A panel of experts at the Centers for Disease Control and Prevention reversed course over the weekend, deciding it would be better if the COVID-19 vaccine guidelines resulted in fewer deaths, specifically among elderly Americans, who are statistically the most at risk of dying from the virus.

In what the New York Times is calling a "compromise," the panel voted to recommend that people age 75 and older be included in the second tier of individuals—after health care workers—to receive the COVID-19 vaccine, after initially placing them behind non-health care essential workers and people with preexisting medical conditions.

The CDC's expert panel, comprised of nerds who claim to believe in science, based its initial decision on the fact that older Americans are more likely to be white and therefore should be deprioritized in the name of racial justice. Those nerds were immediately called out by other nerds who argued scientific evidence would be a better basis for determining who should get the vaccine first.

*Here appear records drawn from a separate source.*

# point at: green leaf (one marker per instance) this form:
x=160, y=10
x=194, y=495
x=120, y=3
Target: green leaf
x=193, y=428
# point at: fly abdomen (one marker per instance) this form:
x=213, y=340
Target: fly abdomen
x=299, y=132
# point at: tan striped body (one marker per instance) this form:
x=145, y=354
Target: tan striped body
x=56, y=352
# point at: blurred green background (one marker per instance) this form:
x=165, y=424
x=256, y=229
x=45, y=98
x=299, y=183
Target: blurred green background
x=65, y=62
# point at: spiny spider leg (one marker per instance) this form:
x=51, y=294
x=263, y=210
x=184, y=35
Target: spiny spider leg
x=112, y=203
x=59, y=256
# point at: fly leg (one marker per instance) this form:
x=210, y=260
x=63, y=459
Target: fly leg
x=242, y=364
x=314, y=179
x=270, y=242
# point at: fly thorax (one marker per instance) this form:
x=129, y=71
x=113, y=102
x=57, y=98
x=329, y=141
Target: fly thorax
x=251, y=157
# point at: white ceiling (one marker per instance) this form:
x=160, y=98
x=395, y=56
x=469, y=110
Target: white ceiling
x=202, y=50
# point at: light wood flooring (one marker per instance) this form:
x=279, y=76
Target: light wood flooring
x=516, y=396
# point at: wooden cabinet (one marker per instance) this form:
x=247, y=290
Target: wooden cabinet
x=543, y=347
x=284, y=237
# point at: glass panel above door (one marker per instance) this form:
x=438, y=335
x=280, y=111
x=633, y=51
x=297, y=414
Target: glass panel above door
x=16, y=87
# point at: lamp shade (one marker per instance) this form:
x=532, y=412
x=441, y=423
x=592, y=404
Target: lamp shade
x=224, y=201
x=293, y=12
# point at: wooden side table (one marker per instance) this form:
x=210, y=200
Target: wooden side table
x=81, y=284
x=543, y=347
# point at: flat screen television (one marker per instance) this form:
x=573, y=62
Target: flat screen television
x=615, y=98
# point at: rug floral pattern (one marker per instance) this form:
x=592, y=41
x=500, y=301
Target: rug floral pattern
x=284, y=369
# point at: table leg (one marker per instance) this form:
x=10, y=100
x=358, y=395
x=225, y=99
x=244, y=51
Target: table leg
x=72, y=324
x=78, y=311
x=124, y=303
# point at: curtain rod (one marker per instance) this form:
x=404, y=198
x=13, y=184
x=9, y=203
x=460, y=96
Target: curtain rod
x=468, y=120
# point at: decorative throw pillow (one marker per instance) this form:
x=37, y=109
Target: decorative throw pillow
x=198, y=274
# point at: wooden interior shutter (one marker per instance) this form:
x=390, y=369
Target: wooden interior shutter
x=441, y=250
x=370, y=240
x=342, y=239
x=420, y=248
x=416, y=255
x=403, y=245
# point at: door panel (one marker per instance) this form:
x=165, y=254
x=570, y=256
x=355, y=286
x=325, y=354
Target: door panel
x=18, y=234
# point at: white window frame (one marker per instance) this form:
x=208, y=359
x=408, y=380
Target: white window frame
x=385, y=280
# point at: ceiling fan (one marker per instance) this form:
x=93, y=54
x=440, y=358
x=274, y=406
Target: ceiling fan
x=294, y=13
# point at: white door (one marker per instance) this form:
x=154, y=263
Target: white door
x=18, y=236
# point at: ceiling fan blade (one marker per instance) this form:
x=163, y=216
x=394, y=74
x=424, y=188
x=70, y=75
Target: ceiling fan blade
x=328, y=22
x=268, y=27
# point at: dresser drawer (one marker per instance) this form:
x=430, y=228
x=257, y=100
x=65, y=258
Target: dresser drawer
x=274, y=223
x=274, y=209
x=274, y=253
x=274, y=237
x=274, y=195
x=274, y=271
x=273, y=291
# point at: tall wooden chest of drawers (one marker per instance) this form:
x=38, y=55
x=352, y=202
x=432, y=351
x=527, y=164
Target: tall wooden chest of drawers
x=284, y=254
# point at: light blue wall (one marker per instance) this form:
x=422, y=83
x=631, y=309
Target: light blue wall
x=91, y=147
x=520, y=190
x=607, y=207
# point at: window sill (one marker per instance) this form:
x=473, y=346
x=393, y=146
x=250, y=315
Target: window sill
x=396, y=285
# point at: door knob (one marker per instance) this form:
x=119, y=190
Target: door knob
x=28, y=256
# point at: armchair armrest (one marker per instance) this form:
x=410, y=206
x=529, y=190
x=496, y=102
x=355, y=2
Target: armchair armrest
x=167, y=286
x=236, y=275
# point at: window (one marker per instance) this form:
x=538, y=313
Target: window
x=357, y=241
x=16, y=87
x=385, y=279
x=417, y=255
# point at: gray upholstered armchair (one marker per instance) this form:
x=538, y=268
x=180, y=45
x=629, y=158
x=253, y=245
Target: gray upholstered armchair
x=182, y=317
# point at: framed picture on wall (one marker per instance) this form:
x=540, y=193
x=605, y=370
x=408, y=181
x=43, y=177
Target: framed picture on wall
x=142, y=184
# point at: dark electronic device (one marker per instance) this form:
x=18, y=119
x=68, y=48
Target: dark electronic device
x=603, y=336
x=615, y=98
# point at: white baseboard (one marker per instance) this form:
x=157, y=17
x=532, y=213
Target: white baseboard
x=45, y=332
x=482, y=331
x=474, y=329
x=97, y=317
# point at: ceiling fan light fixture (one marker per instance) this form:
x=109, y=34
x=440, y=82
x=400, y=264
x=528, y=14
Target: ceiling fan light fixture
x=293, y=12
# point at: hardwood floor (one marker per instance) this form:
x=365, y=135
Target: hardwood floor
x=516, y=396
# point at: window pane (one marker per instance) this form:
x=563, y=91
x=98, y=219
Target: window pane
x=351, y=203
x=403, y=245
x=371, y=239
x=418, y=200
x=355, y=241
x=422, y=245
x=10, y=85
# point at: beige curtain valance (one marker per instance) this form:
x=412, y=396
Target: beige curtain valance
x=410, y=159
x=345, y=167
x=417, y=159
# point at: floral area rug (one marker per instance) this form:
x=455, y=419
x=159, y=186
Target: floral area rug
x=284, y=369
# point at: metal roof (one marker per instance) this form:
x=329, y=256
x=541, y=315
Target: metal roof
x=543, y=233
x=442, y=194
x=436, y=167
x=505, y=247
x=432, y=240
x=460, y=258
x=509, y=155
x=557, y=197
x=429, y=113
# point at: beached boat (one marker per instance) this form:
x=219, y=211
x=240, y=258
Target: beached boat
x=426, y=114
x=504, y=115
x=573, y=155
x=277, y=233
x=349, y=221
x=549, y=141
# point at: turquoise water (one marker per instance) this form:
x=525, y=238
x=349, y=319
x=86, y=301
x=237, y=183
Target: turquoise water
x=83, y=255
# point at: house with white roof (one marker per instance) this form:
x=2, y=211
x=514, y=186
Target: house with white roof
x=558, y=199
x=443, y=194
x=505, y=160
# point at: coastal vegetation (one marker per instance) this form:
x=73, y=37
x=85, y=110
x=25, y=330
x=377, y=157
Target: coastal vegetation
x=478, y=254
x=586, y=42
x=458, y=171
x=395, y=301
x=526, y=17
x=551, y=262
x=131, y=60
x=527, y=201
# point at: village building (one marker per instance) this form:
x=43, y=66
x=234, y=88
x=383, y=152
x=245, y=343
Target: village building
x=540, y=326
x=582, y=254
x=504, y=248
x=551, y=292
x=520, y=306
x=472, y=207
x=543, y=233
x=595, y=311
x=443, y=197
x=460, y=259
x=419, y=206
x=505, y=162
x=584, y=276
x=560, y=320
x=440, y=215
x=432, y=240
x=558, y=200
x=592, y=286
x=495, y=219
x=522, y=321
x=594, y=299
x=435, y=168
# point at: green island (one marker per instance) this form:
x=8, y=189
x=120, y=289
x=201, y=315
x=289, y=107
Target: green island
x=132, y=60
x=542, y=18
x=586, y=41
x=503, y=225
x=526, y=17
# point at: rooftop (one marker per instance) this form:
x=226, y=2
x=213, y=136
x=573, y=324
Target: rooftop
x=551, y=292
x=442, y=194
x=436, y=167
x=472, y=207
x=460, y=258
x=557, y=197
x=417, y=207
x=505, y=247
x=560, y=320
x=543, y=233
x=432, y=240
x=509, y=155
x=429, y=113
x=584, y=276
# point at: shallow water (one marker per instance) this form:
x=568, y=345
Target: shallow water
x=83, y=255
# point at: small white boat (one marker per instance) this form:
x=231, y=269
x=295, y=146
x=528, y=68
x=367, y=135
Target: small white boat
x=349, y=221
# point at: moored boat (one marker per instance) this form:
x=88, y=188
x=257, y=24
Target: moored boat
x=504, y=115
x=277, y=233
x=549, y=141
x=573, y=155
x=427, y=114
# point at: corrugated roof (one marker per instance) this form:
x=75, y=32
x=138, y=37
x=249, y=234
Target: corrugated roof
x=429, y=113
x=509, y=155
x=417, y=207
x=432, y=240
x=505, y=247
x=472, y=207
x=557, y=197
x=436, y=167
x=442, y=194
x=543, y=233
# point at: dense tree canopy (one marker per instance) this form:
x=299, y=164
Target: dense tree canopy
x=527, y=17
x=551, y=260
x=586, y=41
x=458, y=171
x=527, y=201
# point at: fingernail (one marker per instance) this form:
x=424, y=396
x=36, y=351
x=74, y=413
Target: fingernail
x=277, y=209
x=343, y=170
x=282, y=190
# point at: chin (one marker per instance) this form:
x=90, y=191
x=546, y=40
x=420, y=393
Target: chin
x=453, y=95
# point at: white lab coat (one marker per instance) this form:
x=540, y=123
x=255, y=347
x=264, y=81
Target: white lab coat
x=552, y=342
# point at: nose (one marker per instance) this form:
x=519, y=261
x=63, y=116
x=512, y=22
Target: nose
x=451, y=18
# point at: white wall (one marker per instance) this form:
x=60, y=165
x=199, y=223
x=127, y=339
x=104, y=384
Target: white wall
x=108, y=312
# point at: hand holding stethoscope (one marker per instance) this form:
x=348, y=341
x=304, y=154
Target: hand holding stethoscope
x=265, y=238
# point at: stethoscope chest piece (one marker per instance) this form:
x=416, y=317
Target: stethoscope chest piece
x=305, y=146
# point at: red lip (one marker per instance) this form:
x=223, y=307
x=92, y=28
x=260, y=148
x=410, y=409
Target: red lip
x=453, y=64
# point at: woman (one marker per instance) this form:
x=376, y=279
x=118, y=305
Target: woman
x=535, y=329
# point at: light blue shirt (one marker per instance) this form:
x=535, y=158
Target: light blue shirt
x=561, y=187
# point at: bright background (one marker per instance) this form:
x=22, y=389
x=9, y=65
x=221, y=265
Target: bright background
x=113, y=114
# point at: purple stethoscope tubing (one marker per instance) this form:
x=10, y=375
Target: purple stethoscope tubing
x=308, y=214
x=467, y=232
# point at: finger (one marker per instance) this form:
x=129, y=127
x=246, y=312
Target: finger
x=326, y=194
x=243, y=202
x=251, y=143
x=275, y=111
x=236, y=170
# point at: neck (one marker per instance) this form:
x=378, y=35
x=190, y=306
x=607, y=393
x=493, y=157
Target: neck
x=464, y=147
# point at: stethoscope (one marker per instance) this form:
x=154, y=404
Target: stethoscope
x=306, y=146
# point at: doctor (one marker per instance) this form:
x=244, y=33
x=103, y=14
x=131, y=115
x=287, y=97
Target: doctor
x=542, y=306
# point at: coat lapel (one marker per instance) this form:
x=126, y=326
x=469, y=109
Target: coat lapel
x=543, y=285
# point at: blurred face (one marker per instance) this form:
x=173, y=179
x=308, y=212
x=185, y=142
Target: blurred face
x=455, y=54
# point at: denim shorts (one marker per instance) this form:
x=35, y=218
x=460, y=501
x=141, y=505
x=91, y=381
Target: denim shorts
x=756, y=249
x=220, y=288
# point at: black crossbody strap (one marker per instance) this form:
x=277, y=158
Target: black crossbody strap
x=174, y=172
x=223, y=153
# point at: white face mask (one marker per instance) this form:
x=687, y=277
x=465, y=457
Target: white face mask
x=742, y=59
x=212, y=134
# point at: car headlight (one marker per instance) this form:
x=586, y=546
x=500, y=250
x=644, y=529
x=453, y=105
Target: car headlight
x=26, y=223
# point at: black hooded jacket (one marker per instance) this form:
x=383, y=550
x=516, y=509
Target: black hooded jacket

Election nerd Nate Silver, for example, noted that, according to the CDC's own calculations, the virus is far more likely to kill old people than it is to kill people with certain preexisting conditions.

The CDC panel ultimately backed down in the face of science-based criticism, and agreed that fewer old people dying would be a preferable outcome. According to the updated recommendations, people over the age of 74 and "frontline" essential workers—such as teachers, firefighters, and police—should be next in line to receive the vaccine.

Just as it has done since the start of the pandemic—when Americans were advised against wearing masks, scolded for thinking COVID-19 was more dangerous than the flu, and told that the health risks of large protests were different depending on the issue being protested—the "science-based" community of experts continues to prove that its judgment is beyond reproach, and any public skepticism of its expertise is completely unwarranted.